Note how there isn’t an obvious difference between using the correct and incorrect event files with parcel 964 because it doesn’t have a clear effect in any case: control analyses work best with a strong, unambiguous signal.

### Full examples and additional notes#

The DMCC55B dataset descriptor paper supplemental files include buttons and ONs positive control analyses. Those links are to blog posts describing the supplemental materials, which reside at https://osf.io/vqe92/.

The parcel-average timecourse files for this example were made using the code in the first block of controlAnalysis_prep.R, which uses readGIfTI to read each gifti file created by fmriprep preprocessing, write it into a temporary .1D text matrix file, and then calls AFNI’s 3dDetrend function to normalize and detrend each vertex’s timecourse. (At the time of writing, 3dDetrend does not accept gifti image inputs, so the “1D” text files are a work-around.)

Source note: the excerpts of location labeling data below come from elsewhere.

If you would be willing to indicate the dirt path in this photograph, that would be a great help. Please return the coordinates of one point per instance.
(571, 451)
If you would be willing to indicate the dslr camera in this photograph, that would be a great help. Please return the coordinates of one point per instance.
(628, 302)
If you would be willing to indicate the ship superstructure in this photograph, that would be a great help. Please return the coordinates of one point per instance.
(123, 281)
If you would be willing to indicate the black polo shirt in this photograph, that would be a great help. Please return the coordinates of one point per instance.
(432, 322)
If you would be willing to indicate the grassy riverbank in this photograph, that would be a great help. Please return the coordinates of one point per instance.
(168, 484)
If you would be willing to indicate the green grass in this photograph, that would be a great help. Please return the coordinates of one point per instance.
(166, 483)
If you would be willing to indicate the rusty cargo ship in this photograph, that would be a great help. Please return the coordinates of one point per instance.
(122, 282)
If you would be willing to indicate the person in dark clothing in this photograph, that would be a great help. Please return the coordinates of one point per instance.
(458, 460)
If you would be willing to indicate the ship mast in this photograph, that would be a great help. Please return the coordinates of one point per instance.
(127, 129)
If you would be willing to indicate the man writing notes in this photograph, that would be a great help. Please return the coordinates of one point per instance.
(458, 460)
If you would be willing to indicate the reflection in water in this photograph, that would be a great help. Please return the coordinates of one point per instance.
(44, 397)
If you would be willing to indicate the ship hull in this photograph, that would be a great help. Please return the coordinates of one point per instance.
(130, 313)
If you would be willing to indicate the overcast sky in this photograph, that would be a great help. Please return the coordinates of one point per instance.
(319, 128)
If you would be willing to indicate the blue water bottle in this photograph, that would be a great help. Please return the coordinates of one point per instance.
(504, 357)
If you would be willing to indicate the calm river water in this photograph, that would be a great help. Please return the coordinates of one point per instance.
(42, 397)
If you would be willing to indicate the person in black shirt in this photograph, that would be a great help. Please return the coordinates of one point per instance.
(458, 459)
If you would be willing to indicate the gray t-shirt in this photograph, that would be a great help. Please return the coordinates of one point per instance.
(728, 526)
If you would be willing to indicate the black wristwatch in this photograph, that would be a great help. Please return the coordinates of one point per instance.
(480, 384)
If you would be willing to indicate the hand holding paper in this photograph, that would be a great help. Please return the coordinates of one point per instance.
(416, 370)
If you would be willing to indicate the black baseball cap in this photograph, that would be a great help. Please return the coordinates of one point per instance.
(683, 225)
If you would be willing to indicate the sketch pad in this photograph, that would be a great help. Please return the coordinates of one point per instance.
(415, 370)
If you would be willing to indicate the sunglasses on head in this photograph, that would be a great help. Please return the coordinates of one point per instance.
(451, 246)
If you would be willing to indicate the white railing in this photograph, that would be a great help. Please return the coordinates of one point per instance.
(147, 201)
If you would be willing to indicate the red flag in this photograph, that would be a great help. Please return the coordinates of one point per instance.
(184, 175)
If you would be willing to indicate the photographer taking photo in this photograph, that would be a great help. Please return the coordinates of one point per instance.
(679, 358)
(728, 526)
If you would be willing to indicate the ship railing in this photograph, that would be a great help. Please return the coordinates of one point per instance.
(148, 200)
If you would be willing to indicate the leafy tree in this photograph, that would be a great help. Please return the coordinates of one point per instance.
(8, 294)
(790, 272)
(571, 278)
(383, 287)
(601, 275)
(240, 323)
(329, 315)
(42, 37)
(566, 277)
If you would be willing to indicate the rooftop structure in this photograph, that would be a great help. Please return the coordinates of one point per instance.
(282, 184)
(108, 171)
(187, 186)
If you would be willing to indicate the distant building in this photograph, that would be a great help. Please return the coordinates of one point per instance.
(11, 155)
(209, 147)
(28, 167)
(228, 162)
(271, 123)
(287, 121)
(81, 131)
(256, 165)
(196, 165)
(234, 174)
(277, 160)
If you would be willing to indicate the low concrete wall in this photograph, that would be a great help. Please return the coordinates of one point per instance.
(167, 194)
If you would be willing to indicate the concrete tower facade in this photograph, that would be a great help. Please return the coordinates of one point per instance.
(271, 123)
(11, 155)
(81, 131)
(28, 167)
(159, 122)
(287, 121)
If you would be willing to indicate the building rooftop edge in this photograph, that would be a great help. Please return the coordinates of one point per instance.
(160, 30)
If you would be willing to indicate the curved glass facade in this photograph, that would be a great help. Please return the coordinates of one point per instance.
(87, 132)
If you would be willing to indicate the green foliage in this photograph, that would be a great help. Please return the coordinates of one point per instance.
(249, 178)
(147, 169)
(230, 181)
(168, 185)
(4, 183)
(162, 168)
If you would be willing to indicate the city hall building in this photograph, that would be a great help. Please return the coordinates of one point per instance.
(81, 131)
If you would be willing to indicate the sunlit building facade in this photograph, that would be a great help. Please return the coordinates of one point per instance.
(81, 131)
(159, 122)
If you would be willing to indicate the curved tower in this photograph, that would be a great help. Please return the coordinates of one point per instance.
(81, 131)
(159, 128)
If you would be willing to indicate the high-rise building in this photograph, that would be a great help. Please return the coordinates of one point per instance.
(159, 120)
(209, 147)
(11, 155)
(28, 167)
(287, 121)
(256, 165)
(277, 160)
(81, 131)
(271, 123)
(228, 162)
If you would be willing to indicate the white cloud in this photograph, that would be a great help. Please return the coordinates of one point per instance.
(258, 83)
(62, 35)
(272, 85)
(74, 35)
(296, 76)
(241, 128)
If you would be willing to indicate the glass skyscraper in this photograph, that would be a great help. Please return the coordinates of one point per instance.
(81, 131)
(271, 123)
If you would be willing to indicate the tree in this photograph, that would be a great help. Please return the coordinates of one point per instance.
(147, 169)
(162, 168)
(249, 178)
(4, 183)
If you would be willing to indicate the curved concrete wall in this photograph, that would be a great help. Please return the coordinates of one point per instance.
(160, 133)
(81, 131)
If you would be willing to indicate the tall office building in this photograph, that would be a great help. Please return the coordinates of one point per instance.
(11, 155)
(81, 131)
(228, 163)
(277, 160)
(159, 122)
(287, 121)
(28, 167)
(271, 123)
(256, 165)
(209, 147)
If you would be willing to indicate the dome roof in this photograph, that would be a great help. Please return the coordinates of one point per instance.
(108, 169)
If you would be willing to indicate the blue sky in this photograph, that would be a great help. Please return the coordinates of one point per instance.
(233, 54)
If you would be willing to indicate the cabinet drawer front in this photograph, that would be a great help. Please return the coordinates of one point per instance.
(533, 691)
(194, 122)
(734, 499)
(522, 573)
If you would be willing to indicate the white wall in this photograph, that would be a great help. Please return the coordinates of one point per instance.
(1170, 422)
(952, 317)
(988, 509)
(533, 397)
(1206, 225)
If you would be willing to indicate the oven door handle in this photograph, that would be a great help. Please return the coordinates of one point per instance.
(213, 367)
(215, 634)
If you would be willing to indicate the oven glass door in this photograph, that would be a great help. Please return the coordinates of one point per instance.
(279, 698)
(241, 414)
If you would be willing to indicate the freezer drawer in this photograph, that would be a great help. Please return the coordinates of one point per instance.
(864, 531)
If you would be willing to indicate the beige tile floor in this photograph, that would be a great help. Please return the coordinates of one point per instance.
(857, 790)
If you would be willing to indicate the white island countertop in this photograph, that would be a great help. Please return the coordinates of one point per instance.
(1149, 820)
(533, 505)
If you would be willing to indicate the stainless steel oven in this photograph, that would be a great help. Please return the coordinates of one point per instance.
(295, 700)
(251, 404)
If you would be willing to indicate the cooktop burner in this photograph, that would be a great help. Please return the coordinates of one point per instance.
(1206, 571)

The second step is to make parcel-average timecourses with AFNI’s 3dROIstats. The code and necessary input files for this is in the startup code chunk of controlAnalysis_ONs.rnw. This uses the 1000-parcel, 17-network Schaefer parcellation.

Aside: it’s quite possible to do all of this without calling AFNI, implementing the normalize, detrending, and averaging steps entirely in R. I prefer using the AFNI functions, however, to avoid introducing errors, and for clarity; in general, I suggest using established functions and programs whenever possible.